The new investment law has also taken certain steps towards improving service delivery. In particular, the draft investment regulation has specified service delivery timelines, broadened onestop shop service and envisions a more transparent and predictable regime of service delivery.


The new investment proclamation envisages a regulation to determine the details of investment areas eligible for incentives. We understand that this regulation is being developed by the Ministry of Finance. To provide further context, it is critical to recall that the recent Customs Amendment Proclamation No. 1160/2019 has taken back powers formerly given to different government bodies including the EIC in relation to permitting duty free imports. Going forward, it is anticipated that the EIC will need to closely work with the Customs Commission and the Ministry of Finance to facilitate the incentives and duty free importation entitlements of investors.
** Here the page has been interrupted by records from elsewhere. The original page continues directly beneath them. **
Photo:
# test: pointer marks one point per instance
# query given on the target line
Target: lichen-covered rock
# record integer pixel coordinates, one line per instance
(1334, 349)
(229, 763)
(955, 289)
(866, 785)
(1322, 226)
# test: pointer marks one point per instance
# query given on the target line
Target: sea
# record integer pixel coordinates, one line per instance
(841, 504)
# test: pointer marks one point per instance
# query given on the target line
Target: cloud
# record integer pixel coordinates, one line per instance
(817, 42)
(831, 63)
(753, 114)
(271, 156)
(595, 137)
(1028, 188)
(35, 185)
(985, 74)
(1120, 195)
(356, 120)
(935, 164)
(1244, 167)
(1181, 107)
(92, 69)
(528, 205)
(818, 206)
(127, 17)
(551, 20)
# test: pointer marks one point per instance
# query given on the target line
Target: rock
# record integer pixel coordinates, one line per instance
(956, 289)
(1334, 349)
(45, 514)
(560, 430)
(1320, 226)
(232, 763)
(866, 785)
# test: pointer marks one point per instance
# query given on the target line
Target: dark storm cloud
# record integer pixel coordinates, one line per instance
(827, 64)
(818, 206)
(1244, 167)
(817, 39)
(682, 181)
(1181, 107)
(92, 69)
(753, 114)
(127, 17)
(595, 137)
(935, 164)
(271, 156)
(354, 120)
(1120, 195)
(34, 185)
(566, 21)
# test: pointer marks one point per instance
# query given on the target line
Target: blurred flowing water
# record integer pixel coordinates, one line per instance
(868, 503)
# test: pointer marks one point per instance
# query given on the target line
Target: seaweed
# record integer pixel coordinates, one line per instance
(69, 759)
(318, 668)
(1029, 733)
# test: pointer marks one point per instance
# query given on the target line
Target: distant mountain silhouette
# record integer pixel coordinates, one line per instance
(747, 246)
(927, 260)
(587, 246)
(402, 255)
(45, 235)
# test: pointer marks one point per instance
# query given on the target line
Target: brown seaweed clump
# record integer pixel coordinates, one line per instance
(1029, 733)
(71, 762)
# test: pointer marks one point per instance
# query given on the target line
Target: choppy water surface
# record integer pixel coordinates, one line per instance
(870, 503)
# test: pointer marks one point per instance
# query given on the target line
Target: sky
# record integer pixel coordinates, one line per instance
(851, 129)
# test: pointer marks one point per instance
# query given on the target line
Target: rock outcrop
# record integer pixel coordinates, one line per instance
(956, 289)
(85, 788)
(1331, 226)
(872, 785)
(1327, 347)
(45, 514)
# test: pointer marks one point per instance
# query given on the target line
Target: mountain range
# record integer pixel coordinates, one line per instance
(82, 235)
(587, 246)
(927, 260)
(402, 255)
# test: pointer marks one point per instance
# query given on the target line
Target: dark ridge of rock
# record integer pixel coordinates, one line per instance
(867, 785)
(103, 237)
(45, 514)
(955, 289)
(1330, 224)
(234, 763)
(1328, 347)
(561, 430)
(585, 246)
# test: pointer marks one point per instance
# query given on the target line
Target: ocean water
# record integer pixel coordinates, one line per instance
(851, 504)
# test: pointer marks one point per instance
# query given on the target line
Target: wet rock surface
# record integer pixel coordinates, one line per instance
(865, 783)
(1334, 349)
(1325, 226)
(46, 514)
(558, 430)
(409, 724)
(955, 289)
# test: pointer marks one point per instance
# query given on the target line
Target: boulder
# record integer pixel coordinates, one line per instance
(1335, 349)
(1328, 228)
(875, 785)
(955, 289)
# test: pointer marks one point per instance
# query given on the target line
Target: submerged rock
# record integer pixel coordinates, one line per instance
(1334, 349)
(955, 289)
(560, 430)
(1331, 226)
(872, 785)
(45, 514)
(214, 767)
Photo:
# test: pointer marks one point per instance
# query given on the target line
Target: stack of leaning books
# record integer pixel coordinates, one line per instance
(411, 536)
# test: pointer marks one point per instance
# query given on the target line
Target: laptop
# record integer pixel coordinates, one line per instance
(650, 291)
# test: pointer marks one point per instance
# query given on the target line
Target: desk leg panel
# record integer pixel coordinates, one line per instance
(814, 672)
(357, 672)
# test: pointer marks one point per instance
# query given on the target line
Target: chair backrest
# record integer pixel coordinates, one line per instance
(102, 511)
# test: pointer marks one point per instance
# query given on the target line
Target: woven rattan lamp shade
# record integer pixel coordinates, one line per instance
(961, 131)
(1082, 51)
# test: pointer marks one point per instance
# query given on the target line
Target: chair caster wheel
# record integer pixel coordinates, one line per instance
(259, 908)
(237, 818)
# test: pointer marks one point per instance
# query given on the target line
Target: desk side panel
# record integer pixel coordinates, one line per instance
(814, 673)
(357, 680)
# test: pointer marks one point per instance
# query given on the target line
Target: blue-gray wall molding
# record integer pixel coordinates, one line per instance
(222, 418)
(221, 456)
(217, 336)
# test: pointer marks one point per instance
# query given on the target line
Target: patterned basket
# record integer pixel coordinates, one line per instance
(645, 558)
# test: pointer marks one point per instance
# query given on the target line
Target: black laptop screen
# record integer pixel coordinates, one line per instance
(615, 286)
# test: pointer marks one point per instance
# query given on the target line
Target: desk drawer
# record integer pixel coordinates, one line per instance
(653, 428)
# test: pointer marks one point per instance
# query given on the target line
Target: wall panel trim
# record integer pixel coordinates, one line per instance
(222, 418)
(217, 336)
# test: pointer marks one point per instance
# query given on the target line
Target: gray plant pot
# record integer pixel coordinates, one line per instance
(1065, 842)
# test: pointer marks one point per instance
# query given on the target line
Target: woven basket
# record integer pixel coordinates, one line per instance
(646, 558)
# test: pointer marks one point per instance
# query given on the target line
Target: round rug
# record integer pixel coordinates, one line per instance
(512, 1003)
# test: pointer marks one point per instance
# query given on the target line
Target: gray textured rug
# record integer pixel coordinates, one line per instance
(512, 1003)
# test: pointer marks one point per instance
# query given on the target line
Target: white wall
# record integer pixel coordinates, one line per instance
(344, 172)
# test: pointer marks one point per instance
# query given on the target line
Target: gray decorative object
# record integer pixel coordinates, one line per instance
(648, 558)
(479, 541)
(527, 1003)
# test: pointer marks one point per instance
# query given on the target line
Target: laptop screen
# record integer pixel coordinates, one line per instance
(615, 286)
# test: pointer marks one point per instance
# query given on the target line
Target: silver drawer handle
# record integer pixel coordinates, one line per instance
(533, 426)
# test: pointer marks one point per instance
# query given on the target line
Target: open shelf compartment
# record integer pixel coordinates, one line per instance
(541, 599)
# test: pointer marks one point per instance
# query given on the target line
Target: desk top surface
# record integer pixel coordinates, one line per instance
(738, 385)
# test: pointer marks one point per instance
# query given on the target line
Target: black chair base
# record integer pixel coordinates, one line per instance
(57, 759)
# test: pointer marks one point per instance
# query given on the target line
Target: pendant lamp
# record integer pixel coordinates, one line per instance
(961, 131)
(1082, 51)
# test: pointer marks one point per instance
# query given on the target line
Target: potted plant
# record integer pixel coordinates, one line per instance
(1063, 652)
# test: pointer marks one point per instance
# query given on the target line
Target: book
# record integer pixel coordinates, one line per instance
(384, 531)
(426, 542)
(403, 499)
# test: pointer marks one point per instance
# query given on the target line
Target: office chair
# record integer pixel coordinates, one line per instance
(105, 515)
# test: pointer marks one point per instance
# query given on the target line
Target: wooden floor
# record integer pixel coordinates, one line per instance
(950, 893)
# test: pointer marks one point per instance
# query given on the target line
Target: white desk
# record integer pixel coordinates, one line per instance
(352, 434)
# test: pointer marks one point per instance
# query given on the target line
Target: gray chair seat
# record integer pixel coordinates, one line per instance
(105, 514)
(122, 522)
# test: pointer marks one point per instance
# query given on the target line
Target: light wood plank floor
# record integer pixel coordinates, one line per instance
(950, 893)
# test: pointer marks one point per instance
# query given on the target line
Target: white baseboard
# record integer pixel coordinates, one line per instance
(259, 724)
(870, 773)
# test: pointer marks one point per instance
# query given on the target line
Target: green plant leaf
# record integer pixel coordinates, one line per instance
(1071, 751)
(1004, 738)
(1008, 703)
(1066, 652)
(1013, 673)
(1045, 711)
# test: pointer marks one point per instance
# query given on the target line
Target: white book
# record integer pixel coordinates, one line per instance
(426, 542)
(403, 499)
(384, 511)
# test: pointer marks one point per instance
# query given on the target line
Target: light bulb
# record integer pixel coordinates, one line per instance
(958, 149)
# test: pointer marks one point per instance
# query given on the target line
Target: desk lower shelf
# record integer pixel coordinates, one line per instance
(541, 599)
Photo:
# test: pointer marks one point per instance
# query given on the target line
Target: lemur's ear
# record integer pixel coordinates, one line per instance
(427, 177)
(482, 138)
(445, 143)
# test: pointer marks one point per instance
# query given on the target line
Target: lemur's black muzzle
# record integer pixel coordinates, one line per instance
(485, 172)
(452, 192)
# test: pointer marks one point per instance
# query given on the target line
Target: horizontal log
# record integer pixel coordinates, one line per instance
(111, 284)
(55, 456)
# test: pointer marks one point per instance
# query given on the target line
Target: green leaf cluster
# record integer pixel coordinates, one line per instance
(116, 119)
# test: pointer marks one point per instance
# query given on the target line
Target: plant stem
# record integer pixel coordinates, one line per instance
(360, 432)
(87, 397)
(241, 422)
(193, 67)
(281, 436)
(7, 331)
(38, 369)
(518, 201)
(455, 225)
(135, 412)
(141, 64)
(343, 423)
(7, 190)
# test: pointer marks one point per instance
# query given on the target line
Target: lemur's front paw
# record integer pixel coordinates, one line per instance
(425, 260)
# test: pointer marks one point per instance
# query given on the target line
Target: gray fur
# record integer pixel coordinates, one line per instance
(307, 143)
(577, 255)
On a related note, it is important to note that the new investment law maintains the right of foreign investors to repatriate funds in convertible foreign currency. While foreign currency shortage continues to challenge investors’ right to repatriate, the NBE Directive No. FXD/62/2019 puts the remittance of profits and dividends as a second priority (among the list of few priorities), only next to pharmaceuticals (medicine and laboratory reagents) and fuel related foreign payments.

On a final note, the new investment law has relaxed the visa and work permit regimes such as listing additional beneficiaries of work permit (including spouses of expat employees).

In our view, we consider the new investment law to have taken a fundamental and major departure from the previous law in terms of expanding the field of activities open for foreigner investors. In addition, the introduction of the Inter-governmental Relations Standing Council, the highest echelon of political power in light of the composition of its members, is a significant step towards an enhanced collaborative effort to implement the new investment law.



The information contained in this legal update is only for general information purposes. Nothing herein shall be considered and relied upon as a legal advice or a substitute thereto.